Тускнеет огонь моего светильника, не так уже непроницаема ночная мгла, рассвет незримо близится… Последний мой рассвет. Едва только покажутся лучи проснувшегося солнца и, пронизав утренний туман, позолотят вершину Попо и, отражаясь, упадут на кровли храмов и дворцов, как стража, охранявшая меня когда-то и стерегущая теперь, войдет ко мне и поведет в последний земной путь.

Тридцать последних дней прошли и скрылись в вечности, и час настал.

Все это время я провел безвыходно в моем дворце, где долгими беседами о Нем с красавицей Айрани и тремя другими девушками страны Анахуака им преподал те истины, который они должны будут хранить в своей душе, когда мой дух отлетит от распятого тела.
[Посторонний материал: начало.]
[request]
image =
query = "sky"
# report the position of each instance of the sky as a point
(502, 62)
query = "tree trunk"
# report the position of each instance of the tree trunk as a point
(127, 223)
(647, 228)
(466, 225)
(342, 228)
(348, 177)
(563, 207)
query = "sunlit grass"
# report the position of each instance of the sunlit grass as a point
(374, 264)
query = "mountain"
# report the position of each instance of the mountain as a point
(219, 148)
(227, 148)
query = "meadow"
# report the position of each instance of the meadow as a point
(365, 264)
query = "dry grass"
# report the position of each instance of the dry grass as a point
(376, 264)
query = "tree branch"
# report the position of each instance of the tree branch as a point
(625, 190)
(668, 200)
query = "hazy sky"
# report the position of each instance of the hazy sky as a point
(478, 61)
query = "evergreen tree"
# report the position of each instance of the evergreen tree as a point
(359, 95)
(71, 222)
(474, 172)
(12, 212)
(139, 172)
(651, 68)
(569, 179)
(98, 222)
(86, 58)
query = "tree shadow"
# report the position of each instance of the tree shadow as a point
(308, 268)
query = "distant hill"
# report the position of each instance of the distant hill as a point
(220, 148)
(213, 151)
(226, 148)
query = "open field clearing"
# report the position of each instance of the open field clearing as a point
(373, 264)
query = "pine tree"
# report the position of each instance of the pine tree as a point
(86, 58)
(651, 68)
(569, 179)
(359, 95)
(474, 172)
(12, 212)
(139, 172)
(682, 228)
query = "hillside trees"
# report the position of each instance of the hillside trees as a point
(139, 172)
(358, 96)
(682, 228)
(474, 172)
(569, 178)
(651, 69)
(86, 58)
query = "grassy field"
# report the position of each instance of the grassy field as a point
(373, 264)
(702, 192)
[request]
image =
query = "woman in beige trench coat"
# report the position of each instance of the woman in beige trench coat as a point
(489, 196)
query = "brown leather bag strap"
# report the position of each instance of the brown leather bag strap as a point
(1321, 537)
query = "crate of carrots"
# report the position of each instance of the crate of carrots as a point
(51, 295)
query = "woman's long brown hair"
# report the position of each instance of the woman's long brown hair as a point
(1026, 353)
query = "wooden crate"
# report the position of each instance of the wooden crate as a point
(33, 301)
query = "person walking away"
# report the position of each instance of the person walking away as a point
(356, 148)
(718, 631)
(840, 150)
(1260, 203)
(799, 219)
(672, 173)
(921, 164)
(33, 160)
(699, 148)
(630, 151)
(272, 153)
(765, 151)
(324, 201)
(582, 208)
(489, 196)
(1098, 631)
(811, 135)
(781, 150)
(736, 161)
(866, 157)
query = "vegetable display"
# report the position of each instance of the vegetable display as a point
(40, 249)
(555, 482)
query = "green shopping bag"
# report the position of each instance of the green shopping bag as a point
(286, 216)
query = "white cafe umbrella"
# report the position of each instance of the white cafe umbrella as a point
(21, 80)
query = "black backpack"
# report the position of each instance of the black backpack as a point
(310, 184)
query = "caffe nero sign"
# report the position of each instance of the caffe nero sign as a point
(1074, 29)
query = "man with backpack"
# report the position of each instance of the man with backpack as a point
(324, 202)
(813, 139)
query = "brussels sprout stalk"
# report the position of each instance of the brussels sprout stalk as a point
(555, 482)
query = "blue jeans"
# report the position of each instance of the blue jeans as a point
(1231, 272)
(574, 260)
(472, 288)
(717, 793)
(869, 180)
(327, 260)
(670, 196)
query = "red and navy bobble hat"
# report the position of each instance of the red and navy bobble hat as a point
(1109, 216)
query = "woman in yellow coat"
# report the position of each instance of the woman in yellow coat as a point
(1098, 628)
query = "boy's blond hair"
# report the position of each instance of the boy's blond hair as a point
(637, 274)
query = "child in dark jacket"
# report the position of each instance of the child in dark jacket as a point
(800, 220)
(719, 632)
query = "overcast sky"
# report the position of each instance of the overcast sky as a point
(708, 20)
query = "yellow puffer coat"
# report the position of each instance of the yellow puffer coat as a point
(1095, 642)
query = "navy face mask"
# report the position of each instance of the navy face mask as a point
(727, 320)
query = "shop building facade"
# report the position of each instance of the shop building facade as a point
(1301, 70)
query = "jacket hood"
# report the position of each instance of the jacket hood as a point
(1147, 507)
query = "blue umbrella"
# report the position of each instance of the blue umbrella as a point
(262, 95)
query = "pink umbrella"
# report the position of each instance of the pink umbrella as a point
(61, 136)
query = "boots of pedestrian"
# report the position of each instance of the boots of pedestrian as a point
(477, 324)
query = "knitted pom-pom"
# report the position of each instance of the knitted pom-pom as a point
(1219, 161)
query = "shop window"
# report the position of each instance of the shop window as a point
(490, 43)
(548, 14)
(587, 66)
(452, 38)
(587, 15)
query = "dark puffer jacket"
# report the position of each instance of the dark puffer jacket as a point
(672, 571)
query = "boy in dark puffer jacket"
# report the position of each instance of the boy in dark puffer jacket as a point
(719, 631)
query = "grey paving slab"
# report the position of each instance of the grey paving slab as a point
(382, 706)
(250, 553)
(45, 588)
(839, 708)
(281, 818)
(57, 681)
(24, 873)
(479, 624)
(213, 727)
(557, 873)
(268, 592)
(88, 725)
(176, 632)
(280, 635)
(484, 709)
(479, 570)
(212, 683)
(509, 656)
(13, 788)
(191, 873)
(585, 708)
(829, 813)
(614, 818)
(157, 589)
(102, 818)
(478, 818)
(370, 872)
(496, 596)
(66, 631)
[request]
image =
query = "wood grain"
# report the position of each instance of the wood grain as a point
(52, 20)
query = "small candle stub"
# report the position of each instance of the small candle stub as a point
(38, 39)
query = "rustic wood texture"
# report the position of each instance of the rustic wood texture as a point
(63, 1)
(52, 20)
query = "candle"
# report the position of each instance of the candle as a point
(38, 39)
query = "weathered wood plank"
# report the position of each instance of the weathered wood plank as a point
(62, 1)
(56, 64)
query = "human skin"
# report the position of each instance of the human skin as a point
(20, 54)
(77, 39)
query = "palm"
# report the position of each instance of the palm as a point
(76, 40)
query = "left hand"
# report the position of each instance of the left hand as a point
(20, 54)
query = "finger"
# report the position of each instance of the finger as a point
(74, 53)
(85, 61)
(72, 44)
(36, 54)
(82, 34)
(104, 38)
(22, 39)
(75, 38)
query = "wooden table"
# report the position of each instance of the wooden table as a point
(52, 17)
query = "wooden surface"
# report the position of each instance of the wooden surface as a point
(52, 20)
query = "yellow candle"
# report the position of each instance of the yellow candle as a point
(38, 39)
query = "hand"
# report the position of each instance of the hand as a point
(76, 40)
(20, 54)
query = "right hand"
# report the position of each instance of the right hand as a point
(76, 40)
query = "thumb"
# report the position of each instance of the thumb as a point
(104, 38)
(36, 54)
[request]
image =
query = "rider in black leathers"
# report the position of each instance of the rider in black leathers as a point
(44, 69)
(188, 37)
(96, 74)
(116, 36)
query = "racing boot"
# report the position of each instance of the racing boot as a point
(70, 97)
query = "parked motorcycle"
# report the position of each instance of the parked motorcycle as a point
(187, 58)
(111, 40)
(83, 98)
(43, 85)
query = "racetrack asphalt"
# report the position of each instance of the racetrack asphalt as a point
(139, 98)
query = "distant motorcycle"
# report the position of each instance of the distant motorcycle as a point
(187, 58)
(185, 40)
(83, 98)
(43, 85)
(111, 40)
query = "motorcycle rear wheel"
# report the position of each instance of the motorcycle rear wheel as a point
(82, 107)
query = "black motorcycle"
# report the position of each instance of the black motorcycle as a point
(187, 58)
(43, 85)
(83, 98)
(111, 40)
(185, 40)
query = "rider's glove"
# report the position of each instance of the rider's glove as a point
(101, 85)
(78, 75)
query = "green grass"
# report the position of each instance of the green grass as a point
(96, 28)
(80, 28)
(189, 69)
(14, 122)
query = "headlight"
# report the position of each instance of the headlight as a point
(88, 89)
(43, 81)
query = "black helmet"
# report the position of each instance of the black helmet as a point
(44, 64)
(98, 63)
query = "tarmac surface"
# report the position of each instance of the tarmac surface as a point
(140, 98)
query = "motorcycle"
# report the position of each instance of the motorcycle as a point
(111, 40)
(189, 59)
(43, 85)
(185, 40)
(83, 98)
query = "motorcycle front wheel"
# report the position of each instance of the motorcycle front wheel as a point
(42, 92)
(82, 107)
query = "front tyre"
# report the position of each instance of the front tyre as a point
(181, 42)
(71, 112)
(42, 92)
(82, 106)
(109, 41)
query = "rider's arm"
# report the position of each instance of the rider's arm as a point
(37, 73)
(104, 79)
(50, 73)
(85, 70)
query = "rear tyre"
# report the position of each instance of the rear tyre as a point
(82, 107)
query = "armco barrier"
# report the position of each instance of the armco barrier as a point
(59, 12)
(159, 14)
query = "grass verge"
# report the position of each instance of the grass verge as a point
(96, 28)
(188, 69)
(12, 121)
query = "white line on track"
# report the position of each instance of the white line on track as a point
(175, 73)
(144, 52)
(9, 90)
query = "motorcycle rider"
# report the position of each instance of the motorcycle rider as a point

Они с благоговением воспринимали глаголы великого Страдальца, и верю я, что образ Господа во всю жизнь не потускнеет в их душе и подкрепит их слабнущие силы в борьбе, которая их ждет.

И в знак воспоминания о том, чему я научал народ Анахуака в последний год моей кончающейся жизни, просил я кроткую Айрани и трех других ее сестер воздвигнуть в этом мрачном и величественном храме священное изваяние креста, и пусть оно для них, а после — для четырех из тех, которые пойдут вослед за ними, является прибежищем и непрестанным зовом в обители небес. И пусть хранят они свою святыню, оберегая ее от злобы мстительных жрецов, дабы ненарушимым оставался символ Господа Христа, и не забыли бы о нем живущие в стране Анахуака.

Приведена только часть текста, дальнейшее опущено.